There’s a lot of money flooding into early-stage tech businesses right now.

New seed funds are launching every week, follow-on funds are ballooning in size, and Series A+ funds are pushing deeper into earlier-stage deals, to ensure they can still carve out their required allocation in later rounds.

But larger rounds at earlier stages also create challenges for founders; what was a six-figure round five years ago is now seven figures, meaning revenue targets, headcount requirements and investor expectations have increased accordingly. Suddenly there’s a need to achieve so much more in a similar timeframe.

Cracking scalable growth, improving operational rigour, accelerating product roadmaps, introducing and iterating sales processes, increasing the velocity of hiring and onboarding, scaling organisational structures, introducing consistent comms, engaging investors, revising cashflow models —it all needs doing, all at once. In late seed and Series A teams, everything is on fire.

Scaling the C-level team doesn’t immediately solve the problem, since roles are tightly defined and hiring takes time. There often isn’t enough flexibility to deploy senior resource where and when it’s needed, meaning focus is another issue; a CEO might have a dozen items on their to-do list, when only the top 2 or 3 are going to move the needle in the business.

What’s needed is an experienced generalist who can support the CEO and leadership team, complement and deputise for them, roll up their sleeves and lead on short-term projects across the business as and when required.

The role we’re talking about is a Chief of Staff (CoS), and it’s one that I think will become both neccessary and foundational, as scaleups struggle to solve the inevitiable pain that occurs when the ever-increasing expectations of larger rounds collide with finite bandwidth. It’s certainly not a new title, although historically it’s been larger, more established businesses making these hires — but the abundance of early-stage investment means a retooling of the role and responsibilities is required to fit an earlier stage and size of business.

…it’s clear investors see the increasing need for high-velocity scaleups to consider a Chief of Staff, describing them as a “temporary strap-on brain pack”, “the leadership team’s sweeper”, and “a troubleshooter”.

An example is 2020’s black swan, Hopin, which has grown from 20 employees in January 2020 to nearly 300 a year later.
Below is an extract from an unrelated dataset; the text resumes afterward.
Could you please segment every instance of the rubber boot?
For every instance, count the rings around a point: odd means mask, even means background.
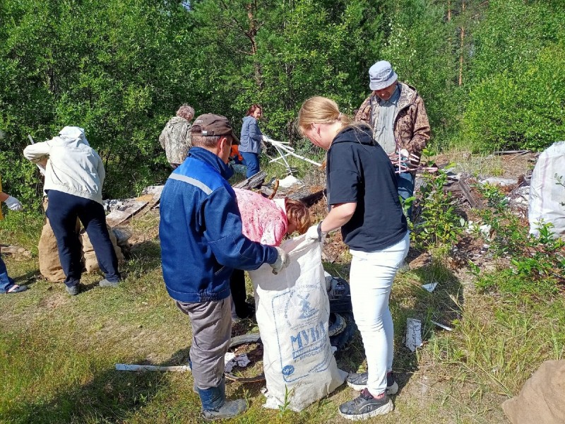
[[[244,399],[226,401],[224,377],[217,387],[204,389],[198,387],[198,390],[205,420],[232,418],[247,409],[247,402]]]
Hopin advertised for their Chief of Staff within a month of announcing their $40M Series A in July. While that appointment won’t have been solely responsible for ensuring the business stayed on the rails during the chaos of scaling, it’s exactly that environment of cash-fuelled growth where CEOs need the second best option to cloning themselves.

A common view is that a Chief of Staff isn’t neccessary if a COO is already in place, but whereas a COO’s responsibilities are well-defined and process-driven, a CoS has permission to colour outside the lines. For example, if the COO were managing HR and People functions, the CoS might support the COO by managing a specific recruitment campaign, or leading on a project to devise a scalable remote onboarding process — they’re not going to lead long-term, but can ensure more gets done in the short-term.
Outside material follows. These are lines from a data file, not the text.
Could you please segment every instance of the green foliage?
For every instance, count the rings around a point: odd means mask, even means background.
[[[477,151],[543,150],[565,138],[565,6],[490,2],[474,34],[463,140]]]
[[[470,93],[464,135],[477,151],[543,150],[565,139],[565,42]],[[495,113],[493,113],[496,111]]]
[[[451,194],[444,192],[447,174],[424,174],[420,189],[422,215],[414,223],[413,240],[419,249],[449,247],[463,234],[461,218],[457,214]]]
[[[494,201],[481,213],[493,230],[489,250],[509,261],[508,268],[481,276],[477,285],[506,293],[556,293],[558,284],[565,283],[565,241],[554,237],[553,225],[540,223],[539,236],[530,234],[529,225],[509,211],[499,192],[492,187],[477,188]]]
By the same token, it’s unlikely the COO would have the capacity to keep the weekly product meetings on-track while the Head of Product is on sick leave, or help the senior sales hire to audit the sales development workflow. A good CoS isn’t neccessarily an expert in all of these disciplines, but can draw from their broad experience to work in a cross-disciplinary fashion.
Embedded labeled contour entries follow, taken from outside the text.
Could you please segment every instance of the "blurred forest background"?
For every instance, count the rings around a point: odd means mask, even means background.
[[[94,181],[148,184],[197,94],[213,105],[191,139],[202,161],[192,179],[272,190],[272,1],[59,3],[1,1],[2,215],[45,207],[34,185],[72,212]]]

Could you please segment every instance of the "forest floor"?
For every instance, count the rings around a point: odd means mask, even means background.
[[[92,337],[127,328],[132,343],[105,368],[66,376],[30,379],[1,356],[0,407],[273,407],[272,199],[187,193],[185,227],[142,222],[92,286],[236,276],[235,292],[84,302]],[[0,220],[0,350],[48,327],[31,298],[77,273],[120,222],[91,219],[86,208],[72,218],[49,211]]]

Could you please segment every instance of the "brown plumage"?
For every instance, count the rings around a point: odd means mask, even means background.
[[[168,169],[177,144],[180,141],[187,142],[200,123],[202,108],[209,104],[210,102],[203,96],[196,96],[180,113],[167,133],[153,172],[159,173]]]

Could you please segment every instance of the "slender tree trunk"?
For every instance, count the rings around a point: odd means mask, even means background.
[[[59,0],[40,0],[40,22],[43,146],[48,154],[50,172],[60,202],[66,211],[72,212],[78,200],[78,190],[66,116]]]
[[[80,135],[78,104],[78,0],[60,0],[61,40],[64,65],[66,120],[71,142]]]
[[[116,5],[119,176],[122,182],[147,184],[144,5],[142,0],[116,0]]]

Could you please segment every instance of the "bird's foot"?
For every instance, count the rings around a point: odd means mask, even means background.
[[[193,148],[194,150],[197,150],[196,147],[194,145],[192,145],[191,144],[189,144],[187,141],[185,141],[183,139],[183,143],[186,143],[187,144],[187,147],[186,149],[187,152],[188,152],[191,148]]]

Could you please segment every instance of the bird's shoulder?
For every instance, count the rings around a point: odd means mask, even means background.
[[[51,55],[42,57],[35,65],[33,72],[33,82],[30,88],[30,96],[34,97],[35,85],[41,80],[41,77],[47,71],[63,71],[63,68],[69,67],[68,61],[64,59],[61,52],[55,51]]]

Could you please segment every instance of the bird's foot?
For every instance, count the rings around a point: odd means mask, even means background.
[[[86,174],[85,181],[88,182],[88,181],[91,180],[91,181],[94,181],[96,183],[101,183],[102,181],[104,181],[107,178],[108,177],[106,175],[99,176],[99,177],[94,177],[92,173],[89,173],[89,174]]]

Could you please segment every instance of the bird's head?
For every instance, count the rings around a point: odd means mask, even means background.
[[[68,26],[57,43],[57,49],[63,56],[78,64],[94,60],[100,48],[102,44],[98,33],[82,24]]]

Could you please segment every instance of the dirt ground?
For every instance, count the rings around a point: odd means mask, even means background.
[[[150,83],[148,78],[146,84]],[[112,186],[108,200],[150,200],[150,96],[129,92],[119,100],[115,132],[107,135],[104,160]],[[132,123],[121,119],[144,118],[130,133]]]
The area of responsibility where I’ve seen overlap between the two roles, is typically the ownership and management of performance-related metrics (e.g. implimenting and driving company-wide OKRs) but otherwise the CoS doesn’t have a fixed mandate and can support the CEO, other senior leaders and teams as required.

Having spoken to several European VCs over the past month, it’s clear investors also see the increasing need for high-velocity scaleups to consider a Chief of Staff, describing them as a “temporary strap-on brain pack”, “the leadership team’s sweeper”, and “a troubleshooter”. One successful seed investor told me that “any team that’s raised a few million pounds probably needs to consider it.”

[NB — many businesses and job specs confuse the responsibilities of a CoS with those of Executive Assistant, even though they’re very different roles.]

As a bona fide generalist, the Chief of Staff role is one that really excites me. Startup roles typically becomes hyper-specialised beyond the founding team, but this year will see significant new opportunities for experienced operators with a diverse set of skills.

2021 will be the year of the Chief of Staff. Time to help put out some fires.